Neben der Geschäftstüchtigkeit darf das Publikum aber auch seine kulturelle Bildung beweisen. Eingestreute Fragmente (angeeignetes geistiges Eigentum, oho!) aus dem kulturellen Kapital (von „Krieg und Frieden“ bis „Titanic“) müssen identifiziert werden. Vom Common Sense zum Kanon ist es nicht weit, zur Belohnung winkt ein Los für eine Tombola, deren Gewinn niemand kennt. Es wird klar, dass wir eine Elite sind, die wir da im Hochzeitssaal der Berliner sophiensæle zusammen sitzen. Selbst plumpe Gags sind exakt auf die Vorbildung zugeschnitten, die uns die Teilnahme an diesem Diskurs ermöglicht: „What comes after contemporary dance?“ Kalauer, die die Theaterwelt bedeuten. Um aber wirklich gehört zu werden, muss im CMMN SNS PRJCT ein massiges Rednerpult erobert werden. Nur wer das Privileg der mikrofonierten Stimme erreicht, kann sich energisch mitteilen, bzw. mit-teilen: „I want to share something with you!“

Vom Rednerpult aus transportieren Kalauz‘ und Schicks Figuren dann Gegenmodelle. In Anlehnung an The Miniature Earth kalkulieren sie die Weltbevölkerung auf die anwesenden Theaterbesucher herunter: Von 100 Zuschauern wären 14 unterernährt. Dieses und weitere Gleichnisse könnten ehrliche Empörung transportieren, die beiden Vortragenden beziehen sie jedoch in ihr Spiel von Macht und Eigentum mit ein. Da wird vom anderen kopiert, das Rede-Manuskript verschenkt und dann zurückgekauft, gestritten bis zu Handgreiflichkeiten.
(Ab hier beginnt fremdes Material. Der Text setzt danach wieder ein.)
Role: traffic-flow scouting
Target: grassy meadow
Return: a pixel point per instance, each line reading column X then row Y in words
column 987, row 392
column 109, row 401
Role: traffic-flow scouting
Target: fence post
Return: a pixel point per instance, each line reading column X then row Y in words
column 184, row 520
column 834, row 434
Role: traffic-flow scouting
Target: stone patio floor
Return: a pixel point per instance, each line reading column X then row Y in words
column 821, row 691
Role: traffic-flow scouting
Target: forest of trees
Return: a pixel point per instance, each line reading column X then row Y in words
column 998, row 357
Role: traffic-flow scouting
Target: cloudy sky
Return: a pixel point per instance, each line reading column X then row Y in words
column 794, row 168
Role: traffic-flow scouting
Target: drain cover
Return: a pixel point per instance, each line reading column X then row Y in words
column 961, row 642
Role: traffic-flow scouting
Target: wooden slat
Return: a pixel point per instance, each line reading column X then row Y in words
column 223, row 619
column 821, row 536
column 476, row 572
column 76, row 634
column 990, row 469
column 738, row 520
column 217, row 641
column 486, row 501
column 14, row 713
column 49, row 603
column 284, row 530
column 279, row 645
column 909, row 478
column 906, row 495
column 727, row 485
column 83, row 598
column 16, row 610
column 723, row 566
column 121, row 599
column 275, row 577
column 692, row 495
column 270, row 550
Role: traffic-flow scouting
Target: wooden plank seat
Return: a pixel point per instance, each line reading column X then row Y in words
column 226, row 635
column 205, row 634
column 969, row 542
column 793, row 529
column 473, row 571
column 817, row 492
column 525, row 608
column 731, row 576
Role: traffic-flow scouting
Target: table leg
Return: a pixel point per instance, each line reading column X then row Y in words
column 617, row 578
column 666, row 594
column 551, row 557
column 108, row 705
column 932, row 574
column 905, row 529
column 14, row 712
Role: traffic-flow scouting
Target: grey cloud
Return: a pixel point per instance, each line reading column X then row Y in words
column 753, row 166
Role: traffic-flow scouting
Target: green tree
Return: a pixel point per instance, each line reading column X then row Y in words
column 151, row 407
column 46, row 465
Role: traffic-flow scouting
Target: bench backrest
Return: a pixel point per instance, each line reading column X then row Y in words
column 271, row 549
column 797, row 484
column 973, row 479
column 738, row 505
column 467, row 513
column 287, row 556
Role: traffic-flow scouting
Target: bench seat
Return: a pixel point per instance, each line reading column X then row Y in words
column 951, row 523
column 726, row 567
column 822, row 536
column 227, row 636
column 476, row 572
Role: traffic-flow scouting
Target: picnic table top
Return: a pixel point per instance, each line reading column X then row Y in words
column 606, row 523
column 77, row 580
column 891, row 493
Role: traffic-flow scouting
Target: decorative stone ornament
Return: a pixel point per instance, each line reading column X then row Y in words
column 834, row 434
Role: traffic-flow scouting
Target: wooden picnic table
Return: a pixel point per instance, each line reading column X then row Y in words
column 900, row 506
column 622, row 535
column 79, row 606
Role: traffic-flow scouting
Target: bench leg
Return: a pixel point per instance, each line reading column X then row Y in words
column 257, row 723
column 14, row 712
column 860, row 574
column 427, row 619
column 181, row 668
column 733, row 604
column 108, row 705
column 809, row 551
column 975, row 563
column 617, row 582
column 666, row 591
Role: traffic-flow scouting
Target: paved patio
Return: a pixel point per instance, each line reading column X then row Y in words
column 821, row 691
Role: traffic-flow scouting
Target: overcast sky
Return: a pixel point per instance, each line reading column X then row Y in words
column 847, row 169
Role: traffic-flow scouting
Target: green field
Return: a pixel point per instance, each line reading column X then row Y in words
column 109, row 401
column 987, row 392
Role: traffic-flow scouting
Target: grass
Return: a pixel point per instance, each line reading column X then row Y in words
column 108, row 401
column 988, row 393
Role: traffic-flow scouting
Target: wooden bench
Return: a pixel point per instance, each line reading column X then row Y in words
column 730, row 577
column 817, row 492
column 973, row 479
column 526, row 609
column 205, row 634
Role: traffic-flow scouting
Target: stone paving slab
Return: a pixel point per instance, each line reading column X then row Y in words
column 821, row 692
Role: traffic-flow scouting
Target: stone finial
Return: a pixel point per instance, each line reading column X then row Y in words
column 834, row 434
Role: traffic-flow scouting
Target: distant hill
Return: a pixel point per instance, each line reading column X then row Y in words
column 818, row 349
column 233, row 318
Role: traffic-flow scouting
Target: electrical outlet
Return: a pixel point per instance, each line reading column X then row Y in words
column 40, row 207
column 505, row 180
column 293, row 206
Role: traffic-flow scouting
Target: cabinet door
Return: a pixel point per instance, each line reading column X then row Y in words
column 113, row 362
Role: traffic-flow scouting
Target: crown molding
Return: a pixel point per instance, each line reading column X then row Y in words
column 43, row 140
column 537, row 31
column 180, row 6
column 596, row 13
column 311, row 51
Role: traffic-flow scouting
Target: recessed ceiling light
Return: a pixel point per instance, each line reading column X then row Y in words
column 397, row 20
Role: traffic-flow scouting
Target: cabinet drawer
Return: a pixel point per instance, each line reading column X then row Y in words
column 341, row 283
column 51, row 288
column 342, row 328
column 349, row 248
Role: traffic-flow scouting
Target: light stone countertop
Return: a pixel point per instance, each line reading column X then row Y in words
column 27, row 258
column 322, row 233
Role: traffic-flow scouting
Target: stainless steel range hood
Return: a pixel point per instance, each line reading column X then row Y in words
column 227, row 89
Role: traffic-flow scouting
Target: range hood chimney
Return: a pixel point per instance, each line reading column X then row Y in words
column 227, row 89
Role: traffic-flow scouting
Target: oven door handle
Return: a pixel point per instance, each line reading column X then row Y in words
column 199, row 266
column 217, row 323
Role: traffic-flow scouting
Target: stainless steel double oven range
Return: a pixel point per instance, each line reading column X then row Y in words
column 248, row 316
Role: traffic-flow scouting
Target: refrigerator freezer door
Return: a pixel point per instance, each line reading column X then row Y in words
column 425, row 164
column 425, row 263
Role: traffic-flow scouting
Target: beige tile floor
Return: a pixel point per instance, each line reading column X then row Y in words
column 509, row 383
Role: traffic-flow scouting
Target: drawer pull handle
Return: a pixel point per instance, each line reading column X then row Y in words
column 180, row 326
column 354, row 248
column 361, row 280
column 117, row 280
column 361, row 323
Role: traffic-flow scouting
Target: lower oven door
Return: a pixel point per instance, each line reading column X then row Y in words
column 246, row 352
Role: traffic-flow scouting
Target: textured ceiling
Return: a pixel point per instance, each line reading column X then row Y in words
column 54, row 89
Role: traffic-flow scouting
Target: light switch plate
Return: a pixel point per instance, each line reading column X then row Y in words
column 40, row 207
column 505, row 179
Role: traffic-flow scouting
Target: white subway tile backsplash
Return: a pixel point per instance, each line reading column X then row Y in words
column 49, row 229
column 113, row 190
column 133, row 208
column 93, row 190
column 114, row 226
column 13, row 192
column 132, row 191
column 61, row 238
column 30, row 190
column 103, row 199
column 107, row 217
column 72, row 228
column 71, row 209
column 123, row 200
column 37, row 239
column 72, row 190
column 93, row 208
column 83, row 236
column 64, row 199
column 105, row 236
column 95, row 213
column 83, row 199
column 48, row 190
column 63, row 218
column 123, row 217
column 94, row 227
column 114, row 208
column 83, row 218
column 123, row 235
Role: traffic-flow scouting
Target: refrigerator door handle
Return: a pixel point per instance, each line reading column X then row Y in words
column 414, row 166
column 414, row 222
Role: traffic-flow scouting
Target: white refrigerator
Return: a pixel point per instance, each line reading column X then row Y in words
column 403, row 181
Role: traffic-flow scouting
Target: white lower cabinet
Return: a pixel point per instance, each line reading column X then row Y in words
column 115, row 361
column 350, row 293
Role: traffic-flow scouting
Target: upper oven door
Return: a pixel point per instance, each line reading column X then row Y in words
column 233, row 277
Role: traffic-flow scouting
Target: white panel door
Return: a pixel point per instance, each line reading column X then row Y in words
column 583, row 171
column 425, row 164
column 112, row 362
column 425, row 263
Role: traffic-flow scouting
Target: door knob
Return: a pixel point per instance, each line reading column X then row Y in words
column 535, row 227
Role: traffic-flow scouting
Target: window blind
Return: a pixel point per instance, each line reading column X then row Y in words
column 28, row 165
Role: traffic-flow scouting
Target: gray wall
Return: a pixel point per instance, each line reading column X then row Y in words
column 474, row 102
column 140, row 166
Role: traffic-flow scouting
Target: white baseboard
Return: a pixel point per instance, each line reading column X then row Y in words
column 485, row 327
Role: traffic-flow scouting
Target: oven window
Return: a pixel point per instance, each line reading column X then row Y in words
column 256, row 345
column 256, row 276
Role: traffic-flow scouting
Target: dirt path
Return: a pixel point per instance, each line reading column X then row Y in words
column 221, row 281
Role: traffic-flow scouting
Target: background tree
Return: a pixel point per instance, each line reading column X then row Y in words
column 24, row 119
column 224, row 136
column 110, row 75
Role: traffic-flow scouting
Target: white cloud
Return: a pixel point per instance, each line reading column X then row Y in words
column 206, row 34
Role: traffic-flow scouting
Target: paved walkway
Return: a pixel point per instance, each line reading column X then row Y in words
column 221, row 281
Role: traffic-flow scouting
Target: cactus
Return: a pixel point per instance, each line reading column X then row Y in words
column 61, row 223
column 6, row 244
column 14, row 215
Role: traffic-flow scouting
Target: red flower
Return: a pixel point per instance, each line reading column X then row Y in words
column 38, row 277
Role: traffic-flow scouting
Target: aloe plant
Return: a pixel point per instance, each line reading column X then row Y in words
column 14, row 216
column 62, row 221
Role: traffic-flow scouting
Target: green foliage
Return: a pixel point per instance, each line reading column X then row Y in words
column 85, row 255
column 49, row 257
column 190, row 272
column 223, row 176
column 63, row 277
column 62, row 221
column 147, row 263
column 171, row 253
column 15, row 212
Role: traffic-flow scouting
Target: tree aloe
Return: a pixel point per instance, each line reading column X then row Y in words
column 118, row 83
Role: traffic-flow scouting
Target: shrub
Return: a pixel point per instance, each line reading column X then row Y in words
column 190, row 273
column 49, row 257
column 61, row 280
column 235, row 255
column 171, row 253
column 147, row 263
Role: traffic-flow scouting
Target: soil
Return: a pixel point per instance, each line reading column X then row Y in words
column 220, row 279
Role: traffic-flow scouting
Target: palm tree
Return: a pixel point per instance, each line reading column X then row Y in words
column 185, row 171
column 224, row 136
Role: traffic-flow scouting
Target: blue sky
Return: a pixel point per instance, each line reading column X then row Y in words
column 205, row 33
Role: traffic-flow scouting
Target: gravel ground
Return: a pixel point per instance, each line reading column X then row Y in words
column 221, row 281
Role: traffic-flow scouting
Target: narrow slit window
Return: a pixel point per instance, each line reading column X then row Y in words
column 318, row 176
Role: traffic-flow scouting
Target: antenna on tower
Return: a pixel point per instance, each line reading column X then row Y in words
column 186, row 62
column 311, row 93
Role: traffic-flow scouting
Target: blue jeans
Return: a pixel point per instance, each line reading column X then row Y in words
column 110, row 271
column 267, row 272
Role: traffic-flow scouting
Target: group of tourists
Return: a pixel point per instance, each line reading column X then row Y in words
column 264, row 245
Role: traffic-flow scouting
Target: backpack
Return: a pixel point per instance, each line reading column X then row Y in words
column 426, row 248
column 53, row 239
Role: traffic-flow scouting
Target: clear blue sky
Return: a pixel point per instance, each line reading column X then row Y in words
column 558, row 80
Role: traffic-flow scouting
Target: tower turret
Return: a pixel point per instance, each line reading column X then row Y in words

Aus politischen Positionen werden handel- und verhandelbare Gesten.

Am Höhepunkt des Abends wird schließlich das komplette Stück selbst zur Handelsware: In einer Auktion können das Skript sowie die nicht-exklusiven Aufführungsrechte (für 50 Jahre!) von CMMN SNS PRJCT erworben werden. Die CD mit dem weichgespülten Lounge-Soundtrack inbegriffen. Und der Lizenzvertrag ist fast genau so lang wie das Skript.

Die Körper stehen trotz der kleinen Finte zu Beginn absolut nicht mehr im Mittelpunkt und dienen höchstens noch zu einer müden Tanz-Persiflage. Kunstblut ist nur Symbol für eine Notsituation, aus der sich Profit schlagen lässt. Während die Performancekunst der 70er Selbstverletzung als Konzept der Ansprache nutzte, entpuppt sich die angedeutete Selbstmordszene in CMMN SNS PRJCT als Zitat aus „Titanic“. Indem Kalauz und Schick die Mechanismen der Medien- und Konsumgesellschaft umarmen und konsequent anwenden, sind sie radikaler als jeder Rückzug auf den Körper es sein könnte.

Am Ende steht der Kassensturz und es reicht sogar noch für Freibier.